Aliens

Amazonia, lundi. 18h05.

Je viens de sortir de l’université, ce n’était pas trop tôt, encore une fois tout le monde m’a évité. Pff ! Quelle bande d’idiots, en même temps je n’arrive pas à leur en vouloir, ils ont raison de ne pas rester trop près de moi. Je suis différente d’eux, alors ils ont peur et puis si j’étais à leur place je ne sais pas comment je réagirai. Je marche sur une route sableuse, il ne fait pas nuit, normal, on est en été, une brise légère vient emmêler mes cheveux détachés, le soleil me réchauffe. J’arrive près chez moi, Lucy est sûrement sur le canapé en train de s’empiffrer de cochonneries devant une série débile. Elle m’exaspère tellement ces temps-ci, les seuls moments où je la voie, elle est sarcastique, désagréable et je ressens qu’elle m’en veut, je crois que c’est à cause de la mort de Maman, elle remet la faute sur moi, parce qu’elle lui reproche sa mort, elle lui en veut pour son départ prématuré, et comme je lui ressemble énormément; elle se venge sur moi. Je suis la seule personne qu’elle côtoie à la maison, Papa ne revient qu’un jour par mois environ et elle aime trop ses amis, alors c’est moi qui subis tout. Cette fois j’en ai vraiment marre, le monde m’ignore, je suis étrangère à ma propre famille, à ce monde. Est-ce que quelqu’un me ressemble ailleurs ? Je ne l’espère pas pour lui. Je continue ma route quand j’entends un bruit assourdissant qui provient du haut de cette colline, en face de moi, il y a de la fumée noire, pourvu que ce ne soit pas un incendie. Je cours jusqu’au sommet, et là j’aperçois une chose énorme, qui ressemble à un vaisseau spatial. Étrange ! J’essaye de discerner des mouvements malgré la purée de pois qui m’entoure. Elle se disperse un peu, je ressens de la vie, quelque chose bouge, une porte s’ouvre, un jeune homme sort de cette machine qui commence à brûler. Ça va exploser, il faut qu’on parte maintenant. Je le prends par la main et l’entraîne le plus loin possible. L’explosion nous propulse quelques mètres plus loin. Aïe ! Mes fesses, mais pourquoi je dis ça ? Je ne ressens aucune douleur, ah j’avais oublié, c’est la douleur de cet homme. Il est allongé sur le sol, il s’assoit et me regarde. Je l’observe, il est assez grand, brun, les yeux bleus, on pourrait s’y noyer. Il faut dire qu’il est plutôt mignon. Je souris, il me répond mais je sens qu’il est perdu, il se pose beaucoup de questions et ses pensées sont confuses.

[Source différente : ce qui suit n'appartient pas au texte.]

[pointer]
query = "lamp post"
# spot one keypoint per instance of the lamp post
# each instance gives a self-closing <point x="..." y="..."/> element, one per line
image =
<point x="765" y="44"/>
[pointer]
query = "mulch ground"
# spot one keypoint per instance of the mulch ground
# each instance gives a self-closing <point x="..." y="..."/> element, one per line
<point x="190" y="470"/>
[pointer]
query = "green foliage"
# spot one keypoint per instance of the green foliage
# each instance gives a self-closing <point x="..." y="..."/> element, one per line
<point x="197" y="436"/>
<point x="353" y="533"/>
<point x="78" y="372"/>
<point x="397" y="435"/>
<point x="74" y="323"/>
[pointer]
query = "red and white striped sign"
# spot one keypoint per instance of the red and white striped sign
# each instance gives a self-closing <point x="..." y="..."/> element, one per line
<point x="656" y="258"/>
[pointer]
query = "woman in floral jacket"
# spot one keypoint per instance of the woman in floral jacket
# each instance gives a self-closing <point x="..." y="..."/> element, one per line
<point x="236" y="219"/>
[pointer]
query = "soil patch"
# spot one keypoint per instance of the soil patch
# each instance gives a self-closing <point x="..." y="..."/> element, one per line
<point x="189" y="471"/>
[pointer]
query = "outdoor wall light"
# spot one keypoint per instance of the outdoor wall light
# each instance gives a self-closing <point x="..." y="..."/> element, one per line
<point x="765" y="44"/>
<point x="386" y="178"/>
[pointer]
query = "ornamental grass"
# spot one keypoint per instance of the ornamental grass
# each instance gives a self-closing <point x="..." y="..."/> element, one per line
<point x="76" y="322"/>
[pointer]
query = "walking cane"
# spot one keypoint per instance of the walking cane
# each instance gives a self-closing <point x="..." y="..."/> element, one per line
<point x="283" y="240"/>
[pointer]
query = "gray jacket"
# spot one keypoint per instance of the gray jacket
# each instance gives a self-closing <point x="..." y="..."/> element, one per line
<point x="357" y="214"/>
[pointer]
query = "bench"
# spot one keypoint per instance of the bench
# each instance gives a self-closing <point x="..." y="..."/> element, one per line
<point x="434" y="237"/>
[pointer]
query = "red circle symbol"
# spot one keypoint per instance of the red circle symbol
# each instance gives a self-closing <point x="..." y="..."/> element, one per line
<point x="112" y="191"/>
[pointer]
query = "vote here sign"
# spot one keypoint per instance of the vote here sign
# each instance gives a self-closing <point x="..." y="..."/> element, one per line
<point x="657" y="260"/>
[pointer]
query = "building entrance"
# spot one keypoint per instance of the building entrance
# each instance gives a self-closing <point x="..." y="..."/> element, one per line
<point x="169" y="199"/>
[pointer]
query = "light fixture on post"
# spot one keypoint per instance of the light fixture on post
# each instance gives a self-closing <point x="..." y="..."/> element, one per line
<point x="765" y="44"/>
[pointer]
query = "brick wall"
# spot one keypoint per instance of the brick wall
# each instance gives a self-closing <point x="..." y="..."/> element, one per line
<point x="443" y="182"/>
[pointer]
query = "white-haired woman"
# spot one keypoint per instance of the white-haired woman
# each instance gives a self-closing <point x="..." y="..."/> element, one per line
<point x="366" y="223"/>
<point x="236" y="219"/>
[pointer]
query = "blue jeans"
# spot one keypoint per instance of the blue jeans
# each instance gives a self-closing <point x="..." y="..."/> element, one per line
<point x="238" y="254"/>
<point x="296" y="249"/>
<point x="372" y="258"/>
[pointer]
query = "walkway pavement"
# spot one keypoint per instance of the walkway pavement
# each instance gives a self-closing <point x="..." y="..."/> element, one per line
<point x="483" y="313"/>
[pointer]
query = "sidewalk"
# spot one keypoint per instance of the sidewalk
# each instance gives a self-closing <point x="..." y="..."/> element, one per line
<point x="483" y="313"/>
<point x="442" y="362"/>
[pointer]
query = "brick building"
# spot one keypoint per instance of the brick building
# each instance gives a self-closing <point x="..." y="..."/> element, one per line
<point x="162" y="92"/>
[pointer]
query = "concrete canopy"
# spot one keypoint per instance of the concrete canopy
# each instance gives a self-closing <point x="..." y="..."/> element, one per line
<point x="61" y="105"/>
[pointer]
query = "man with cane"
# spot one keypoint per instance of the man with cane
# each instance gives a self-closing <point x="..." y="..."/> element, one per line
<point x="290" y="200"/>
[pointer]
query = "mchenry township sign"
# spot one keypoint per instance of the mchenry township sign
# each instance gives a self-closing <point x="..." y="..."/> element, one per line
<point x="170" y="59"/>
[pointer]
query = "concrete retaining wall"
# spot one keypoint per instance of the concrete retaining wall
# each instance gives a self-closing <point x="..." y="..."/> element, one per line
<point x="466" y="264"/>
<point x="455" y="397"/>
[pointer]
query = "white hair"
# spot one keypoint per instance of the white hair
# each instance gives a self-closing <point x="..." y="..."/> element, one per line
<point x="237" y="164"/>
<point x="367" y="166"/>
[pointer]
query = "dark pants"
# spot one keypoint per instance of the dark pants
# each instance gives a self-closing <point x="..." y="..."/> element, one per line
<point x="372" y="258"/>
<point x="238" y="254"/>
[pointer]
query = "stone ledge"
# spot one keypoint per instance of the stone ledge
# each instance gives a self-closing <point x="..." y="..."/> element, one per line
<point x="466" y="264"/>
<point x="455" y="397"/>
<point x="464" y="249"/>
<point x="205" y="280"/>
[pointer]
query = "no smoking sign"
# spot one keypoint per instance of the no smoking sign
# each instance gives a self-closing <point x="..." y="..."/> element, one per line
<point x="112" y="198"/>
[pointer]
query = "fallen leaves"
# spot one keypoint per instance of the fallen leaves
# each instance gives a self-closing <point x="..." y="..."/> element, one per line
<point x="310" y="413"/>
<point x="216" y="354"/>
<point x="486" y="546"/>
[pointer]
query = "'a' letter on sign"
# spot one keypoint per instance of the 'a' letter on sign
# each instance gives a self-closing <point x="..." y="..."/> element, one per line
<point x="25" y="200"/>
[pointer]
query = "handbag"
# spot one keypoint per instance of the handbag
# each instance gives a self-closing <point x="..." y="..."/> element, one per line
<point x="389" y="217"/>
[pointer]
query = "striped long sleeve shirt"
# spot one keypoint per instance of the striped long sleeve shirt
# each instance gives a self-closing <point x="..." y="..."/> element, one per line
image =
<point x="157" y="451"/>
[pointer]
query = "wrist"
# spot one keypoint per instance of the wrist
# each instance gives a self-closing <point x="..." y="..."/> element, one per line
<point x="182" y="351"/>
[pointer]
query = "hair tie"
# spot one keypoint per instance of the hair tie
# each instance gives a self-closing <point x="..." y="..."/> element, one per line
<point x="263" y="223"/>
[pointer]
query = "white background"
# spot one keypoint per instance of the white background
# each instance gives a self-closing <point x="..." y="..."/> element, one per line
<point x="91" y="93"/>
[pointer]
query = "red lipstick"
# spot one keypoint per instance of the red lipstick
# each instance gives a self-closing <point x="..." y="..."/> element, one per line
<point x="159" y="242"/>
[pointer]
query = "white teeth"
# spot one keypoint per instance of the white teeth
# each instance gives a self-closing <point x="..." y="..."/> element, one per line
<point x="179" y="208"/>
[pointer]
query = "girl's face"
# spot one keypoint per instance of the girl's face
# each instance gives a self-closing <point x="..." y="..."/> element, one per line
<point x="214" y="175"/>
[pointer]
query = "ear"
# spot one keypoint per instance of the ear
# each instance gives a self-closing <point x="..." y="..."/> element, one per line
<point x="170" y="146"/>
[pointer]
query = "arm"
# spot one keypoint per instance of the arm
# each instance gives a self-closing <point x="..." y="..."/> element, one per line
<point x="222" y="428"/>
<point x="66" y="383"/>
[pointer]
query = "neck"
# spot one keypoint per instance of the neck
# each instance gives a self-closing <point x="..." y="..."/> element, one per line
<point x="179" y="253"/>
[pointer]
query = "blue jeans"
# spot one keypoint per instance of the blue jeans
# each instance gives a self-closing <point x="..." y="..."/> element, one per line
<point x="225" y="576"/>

« Euh bonjour, je m’appelle Josh Hogwards et tu es ? 

Qu’est-ce que je peux bien lui répondre ? Bonjour je m’appelle Charlie Nelson, j’ai 20 ans et je suis empathe. Non, il fuirait tout de suite, il vaut mieux y aller en douceur. Je ne sais même pas ce qu’il fait ici et puis c’est la première fois que j’assiste à l’arrivée d’un vaisseau ici !

- Je suis Charlie Nelson. Enchantée. Comme on a commencé les présentations autant les finir. J’avoue que ton arrivée spectaculaire m’intrigue. Qu’est-ce qui t’es arrivé ? Ai-je demandé, avec un regard interrogateur.

- Je ne me souviens pas de tout mais mes parents m’ont envoyé dans l’espace grâce à ce vaisseau, qu’ils ont construit. Je viens d’une petite ville nommée Bethesda, dans le Maryland, mais tu ne dois sûrement pas connaître.. Et puis après plusieurs jours de vol, je suis arrivé ici. Où sommes-nous ?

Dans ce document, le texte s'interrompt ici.